Low-Level API

The low-level API provides direct access to Parakeet MLX’s audio preprocessing pipeline and model internals. Use this when you need fine-grained control over feature extraction, batch processing, or integration with custom audio pipelines.

Overview

The high-level transcribe() method handles everything automatically:

from parakeet_mlx import from_pretrained

model = from_pretrained("mlx-community/parakeet-tdt-0.6b-v3")
result = model.transcribe("audio.wav")  # Loads, preprocesses, and transcribes

The low-level API breaks this into explicit steps:

from parakeet_mlx import from_pretrained
from parakeet_mlx.audio import load_audio, get_logmel
import mlx.core as mx

model = from_pretrained("mlx-community/parakeet-tdt-0.6b-v3")

# 1. Load audio
audio = load_audio("audio.wav", model.preprocessor_config.sample_rate)

# 2. Extract log-mel spectrogram
mel = get_logmel(audio, model.preprocessor_config)

# 3. Generate transcription
alignments = model.generate(mel)

print(alignments[0].text)

Loading Audio

From File

from parakeet_mlx.audio import load_audio
import mlx.core as mx

# Load with automatic resampling
audio = load_audio(
    "audio.wav",
    sampling_rate=16000,
    dtype=mx.bfloat16,
)

print(audio.shape)  # (num_samples,)
print(audio.dtype)  # bfloat16

Implementation (from audio.py:51-76):

def load_audio(
    filename: Path, sampling_rate: int, dtype: mx.Dtype = mx.bfloat16
) -> mx.array:
    if shutil.which("ffmpeg") is None:
        raise RuntimeError("FFmpeg is not installed or not in your PATH.")
    
    cmd = ["ffmpeg", "-nostdin", "-i", str(filename)]
    cmd.extend([
        "-threads", "0",
        "-f", "s16le",
        "-ac", "1",
        "-acodec", "pcm_s16le",
        "-ar", str(sampling_rate),
        "-",
    ])
    
    out = run(cmd, capture_output=True, check=True).stdout
    return mx.array(np.frombuffer(out, np.int16).flatten()).astype(mx.float32) / 32768.0

load_audio requires FFmpeg to be installed. It handles all audio formats that FFmpeg supports (WAV, MP3, FLAC, M4A, etc.) and automatically converts to mono 16kHz.

From NumPy Array

import mlx.core as mx
import numpy as np

# Convert NumPy array to MLX
audio_np = np.load("audio.npy")  # Shape: (samples,)
audio = mx.array(audio_np)

# Ensure correct dtype
audio = audio.astype(mx.bfloat16)

From Raw Samples

import mlx.core as mx
import soundfile as sf

# Load with soundfile
audio_np, sr = sf.read("audio.wav")

# Convert to MLX
audio = mx.array(audio_np, dtype=mx.bfloat16)

# Resample if needed
if sr != 16000:
    from librosa import resample
    audio_np = resample(audio_np, orig_sr=sr, target_sr=16000)
    audio = mx.array(audio_np, dtype=mx.bfloat16)
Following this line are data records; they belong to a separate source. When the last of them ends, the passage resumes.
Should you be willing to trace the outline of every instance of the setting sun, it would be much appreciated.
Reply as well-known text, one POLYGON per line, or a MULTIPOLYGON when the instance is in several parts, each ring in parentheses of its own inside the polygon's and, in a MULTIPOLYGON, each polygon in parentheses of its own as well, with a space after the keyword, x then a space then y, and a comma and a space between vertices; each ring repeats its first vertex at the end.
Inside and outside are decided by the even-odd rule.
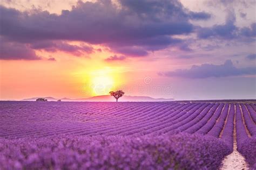
POLYGON ((114 86, 114 81, 111 77, 95 77, 92 80, 93 93, 97 95, 103 95, 108 94, 114 86))

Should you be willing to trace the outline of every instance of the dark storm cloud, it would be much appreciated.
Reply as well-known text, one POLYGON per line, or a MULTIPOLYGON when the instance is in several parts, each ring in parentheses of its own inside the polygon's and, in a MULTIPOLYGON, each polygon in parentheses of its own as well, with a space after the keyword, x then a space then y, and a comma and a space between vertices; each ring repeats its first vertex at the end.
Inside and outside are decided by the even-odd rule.
POLYGON ((223 65, 203 64, 193 65, 189 69, 177 69, 173 72, 160 73, 160 75, 169 77, 204 79, 210 77, 227 77, 244 75, 255 75, 256 67, 239 68, 231 60, 226 60, 223 65))
POLYGON ((171 36, 192 32, 190 19, 211 17, 205 12, 189 11, 178 1, 119 2, 121 8, 108 0, 79 1, 72 10, 63 10, 59 15, 36 10, 22 12, 0 6, 0 34, 9 41, 30 44, 34 49, 91 50, 51 42, 78 40, 102 44, 125 55, 145 56, 149 51, 170 45, 181 46, 184 40, 171 36), (52 47, 41 47, 44 43, 52 47))

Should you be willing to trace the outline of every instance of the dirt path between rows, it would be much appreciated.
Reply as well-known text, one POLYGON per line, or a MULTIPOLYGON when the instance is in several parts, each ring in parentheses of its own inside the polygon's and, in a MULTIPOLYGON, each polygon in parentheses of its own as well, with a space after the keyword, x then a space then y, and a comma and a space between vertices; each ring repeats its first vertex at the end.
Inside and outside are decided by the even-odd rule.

Log-Mel Spectrogram Extraction

Basic Usage

from parakeet_mlx.audio import get_logmel, load_audio
from parakeet_mlx import from_pretrained

model = from_pretrained("mlx-community/parakeet-tdt-0.6b-v3")

# Load audio
audio = load_audio("audio.wav", model.preprocessor_config.sample_rate)

# Extract log-mel spectrogram
mel = get_logmel(audio, model.preprocessor_config)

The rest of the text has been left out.